Вы угадали, – сказал Марчелло, тем временем взвесивший все "за" и "против", – я сожалею, но боюсь, что не смогу оказать вам эту услугу.
Мой муж не занимается политикой, – быстро и испуганно объяснила Джулия, – он государственный служащий… он вне этих вещей.
Разумеется, – сказал Квадри со снисходительным, почти ласковым видом, – разумеется, он государственный служащий.
Марчелло показалось, что как ни странно, но Квадри удовлетворен его ответом. Лина, напротив, выглядела раздраженной. Агрессивным тоном она спросила у Джулии:
– Почему вы так боитесь, что ваш муж займется политикой?

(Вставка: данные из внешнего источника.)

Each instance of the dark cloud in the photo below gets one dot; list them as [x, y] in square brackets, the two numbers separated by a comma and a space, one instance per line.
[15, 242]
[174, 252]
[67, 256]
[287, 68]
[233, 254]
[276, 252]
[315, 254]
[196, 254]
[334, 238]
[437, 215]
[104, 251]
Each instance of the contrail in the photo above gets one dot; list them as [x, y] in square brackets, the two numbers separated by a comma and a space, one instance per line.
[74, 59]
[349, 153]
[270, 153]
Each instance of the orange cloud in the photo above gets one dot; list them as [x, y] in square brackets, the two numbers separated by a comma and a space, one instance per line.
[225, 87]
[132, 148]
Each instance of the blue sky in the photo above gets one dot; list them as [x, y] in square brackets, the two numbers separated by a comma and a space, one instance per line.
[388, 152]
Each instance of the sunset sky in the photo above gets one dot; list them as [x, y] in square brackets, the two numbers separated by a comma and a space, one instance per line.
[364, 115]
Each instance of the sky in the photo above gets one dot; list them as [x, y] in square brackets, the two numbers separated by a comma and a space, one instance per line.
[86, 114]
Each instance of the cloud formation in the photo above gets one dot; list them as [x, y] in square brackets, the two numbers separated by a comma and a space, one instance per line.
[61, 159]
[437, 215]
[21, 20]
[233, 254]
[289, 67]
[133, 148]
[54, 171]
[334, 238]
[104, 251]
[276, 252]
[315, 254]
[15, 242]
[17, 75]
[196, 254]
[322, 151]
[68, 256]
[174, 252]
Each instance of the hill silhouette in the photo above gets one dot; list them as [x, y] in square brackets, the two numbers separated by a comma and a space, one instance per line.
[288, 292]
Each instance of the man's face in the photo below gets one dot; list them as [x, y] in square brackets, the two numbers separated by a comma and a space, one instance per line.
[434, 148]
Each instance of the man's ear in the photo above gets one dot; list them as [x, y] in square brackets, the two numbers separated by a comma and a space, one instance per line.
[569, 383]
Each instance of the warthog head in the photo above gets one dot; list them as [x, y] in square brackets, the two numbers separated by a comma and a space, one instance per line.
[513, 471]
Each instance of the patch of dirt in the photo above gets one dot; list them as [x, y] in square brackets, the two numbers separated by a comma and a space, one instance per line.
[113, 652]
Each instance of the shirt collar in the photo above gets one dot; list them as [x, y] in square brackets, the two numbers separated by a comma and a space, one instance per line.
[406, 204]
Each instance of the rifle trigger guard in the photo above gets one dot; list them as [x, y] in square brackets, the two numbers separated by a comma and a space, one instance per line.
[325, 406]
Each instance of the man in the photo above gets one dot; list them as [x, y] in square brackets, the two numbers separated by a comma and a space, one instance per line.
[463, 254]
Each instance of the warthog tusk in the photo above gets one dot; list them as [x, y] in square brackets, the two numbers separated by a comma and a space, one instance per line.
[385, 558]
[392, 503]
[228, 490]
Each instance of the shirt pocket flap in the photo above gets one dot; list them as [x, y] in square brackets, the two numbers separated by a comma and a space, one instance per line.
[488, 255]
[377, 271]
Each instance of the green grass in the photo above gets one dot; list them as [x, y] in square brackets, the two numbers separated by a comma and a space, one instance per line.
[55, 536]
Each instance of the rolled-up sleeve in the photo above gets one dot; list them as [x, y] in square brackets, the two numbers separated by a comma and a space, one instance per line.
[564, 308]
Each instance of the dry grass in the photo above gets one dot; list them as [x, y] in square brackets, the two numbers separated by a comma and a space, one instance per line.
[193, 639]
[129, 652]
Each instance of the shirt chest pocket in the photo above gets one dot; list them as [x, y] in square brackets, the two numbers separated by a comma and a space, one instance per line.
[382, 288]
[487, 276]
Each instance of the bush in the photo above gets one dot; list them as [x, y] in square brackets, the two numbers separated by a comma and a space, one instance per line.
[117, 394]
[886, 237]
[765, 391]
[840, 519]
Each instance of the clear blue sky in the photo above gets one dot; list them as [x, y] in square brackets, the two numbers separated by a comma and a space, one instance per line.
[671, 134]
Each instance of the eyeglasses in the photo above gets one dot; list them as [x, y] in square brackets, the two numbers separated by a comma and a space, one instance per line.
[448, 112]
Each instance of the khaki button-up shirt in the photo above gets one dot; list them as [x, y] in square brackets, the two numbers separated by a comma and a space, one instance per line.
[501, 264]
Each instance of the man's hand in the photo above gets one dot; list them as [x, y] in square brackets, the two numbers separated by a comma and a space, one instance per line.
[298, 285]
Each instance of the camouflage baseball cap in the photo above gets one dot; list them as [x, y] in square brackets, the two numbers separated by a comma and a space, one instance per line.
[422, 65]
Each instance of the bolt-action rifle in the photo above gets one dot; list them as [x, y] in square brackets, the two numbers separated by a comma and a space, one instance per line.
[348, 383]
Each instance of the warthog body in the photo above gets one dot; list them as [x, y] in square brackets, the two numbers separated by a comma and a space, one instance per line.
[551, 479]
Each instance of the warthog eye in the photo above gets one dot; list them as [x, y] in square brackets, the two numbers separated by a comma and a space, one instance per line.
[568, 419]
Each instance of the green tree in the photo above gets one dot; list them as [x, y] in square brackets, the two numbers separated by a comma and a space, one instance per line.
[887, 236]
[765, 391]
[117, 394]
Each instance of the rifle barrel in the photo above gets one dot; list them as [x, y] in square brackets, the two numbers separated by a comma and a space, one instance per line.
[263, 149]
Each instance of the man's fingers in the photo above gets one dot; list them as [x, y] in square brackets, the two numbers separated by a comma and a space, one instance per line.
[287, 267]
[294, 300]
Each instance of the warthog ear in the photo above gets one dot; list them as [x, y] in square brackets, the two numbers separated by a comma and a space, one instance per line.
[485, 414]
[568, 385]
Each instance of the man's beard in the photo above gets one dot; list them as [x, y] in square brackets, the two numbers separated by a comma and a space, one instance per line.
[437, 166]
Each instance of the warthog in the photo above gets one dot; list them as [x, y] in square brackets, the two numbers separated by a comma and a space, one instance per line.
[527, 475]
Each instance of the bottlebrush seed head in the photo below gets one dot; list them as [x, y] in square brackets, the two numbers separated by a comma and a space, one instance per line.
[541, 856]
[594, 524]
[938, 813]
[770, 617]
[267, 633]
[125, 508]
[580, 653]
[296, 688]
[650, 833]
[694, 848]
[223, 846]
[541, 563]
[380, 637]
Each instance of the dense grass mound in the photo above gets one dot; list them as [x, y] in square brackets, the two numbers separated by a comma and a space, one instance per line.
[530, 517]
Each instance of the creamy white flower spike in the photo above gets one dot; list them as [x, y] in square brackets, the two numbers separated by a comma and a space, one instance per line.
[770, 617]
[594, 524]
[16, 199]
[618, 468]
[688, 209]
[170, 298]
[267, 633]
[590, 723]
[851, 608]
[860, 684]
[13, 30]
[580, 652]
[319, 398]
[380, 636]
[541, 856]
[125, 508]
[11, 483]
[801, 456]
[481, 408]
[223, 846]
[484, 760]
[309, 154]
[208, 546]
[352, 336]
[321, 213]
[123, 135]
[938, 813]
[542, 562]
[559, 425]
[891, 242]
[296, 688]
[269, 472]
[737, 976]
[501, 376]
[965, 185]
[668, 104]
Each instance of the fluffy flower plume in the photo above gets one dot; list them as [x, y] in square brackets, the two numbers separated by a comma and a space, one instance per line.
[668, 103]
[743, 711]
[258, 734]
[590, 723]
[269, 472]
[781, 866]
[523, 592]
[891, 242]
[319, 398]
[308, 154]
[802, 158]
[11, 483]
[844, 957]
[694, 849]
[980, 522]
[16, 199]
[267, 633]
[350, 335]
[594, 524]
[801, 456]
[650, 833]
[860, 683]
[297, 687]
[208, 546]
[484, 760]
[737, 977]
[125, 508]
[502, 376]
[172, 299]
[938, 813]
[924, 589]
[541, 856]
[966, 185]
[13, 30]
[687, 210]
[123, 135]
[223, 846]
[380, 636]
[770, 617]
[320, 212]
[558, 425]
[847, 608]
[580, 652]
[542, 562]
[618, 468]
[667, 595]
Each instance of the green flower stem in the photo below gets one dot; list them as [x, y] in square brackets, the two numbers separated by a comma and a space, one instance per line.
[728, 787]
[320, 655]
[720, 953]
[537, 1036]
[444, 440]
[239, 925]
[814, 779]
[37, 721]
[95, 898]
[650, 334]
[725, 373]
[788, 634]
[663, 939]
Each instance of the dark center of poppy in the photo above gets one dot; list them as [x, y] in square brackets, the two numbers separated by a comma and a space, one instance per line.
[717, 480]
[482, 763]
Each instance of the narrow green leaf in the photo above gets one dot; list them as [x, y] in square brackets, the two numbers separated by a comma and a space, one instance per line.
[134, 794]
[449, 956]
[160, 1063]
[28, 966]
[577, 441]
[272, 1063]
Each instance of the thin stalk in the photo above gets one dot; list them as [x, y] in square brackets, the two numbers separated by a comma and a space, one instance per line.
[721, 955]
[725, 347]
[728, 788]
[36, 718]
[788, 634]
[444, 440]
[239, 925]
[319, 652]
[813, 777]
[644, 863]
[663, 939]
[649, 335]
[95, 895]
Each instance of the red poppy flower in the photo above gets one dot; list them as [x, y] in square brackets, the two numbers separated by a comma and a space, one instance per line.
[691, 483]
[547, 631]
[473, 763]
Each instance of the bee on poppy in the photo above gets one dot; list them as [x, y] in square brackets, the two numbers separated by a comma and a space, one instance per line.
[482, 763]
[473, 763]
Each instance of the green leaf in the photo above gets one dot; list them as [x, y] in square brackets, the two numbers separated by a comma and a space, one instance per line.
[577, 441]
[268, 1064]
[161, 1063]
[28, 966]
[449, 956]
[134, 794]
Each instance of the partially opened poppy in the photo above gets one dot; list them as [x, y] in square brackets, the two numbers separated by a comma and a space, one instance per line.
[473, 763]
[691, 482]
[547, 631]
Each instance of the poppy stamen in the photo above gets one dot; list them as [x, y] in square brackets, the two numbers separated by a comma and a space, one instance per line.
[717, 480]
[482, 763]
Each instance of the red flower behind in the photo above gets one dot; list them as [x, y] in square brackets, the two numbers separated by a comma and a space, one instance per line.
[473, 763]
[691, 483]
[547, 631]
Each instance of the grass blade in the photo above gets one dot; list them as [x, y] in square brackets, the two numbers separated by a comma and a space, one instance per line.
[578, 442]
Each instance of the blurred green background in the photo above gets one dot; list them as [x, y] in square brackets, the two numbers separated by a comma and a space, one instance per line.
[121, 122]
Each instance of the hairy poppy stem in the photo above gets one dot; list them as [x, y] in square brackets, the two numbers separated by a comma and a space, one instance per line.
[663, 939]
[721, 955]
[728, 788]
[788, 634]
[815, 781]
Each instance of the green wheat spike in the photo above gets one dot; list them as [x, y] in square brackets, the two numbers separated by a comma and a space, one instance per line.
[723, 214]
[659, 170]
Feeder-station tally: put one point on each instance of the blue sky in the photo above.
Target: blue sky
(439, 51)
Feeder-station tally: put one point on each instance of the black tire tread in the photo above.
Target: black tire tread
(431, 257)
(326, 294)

– Какой от нее прок? – просто возразила Джулия. – Он должен думать о своем будущем, а не о политике.
Вот как рассуждают женщины в Италии, – сказала Лина, поворачиваясь к мужу, – а потом ты удивляешься, что дела идут так, а не иначе.
Джулия рассердилась:
На самом деле Италия здесь не при чем. Все женщины рассуждают одинаково. Если бы вы жили в Италии, то думали бы, как я.
Ну же, не злитесь, – сказала Лина, рассмеявшись печально и ласково, и быстро коснулась рукой обиженного лица Джулии. – Я пошутила… может быть, вы и правы… во всяком случае, вы становитесь такой хорошенькой, когда защищаете мужа и сердитесь вместо него… не правда ли, Эдмондо, она очень миленькая? – Квадри согласно кивнул, но рассеянно и с легкой досадой, как бы говоря: "Дамские разговоры", а потом заговорил серьезно: – Вы правы, синьора… никогда не следует заставлять человека выбирать между истиной и куском хлеба.
Марчелло подумал, что на этом предмет разговора исчерпан. Ему, однако, было любопытно узнать подлинную причину просьбы Квадри. Официант сменил тарелки и поставил на стол вазу с фруктами. Затем подошел тот, что ведал винами, и спросил, может ли он откупорить бутылку шампанского.
– Да-да, – ответил Квадри, – откройте ее.
Официант достал бутылку из ведерка, обернул горлышко полотенцем, вытащил пробку, а затем быстро разлил пенистое вино по бокалам. Квадри поднялся, с бокалом в руке:
Выпьем за успех нашего дела, – и обратился к Марчелло: – Вы не хотите взять письмо, но хотя бы произнесите тост! – Он казался взволнованным, в глазах блестели слезы, и тем не менее Марчелло заметил, что и в тосте, и в выражении лица крылась какая-то хитрость, почти расчет.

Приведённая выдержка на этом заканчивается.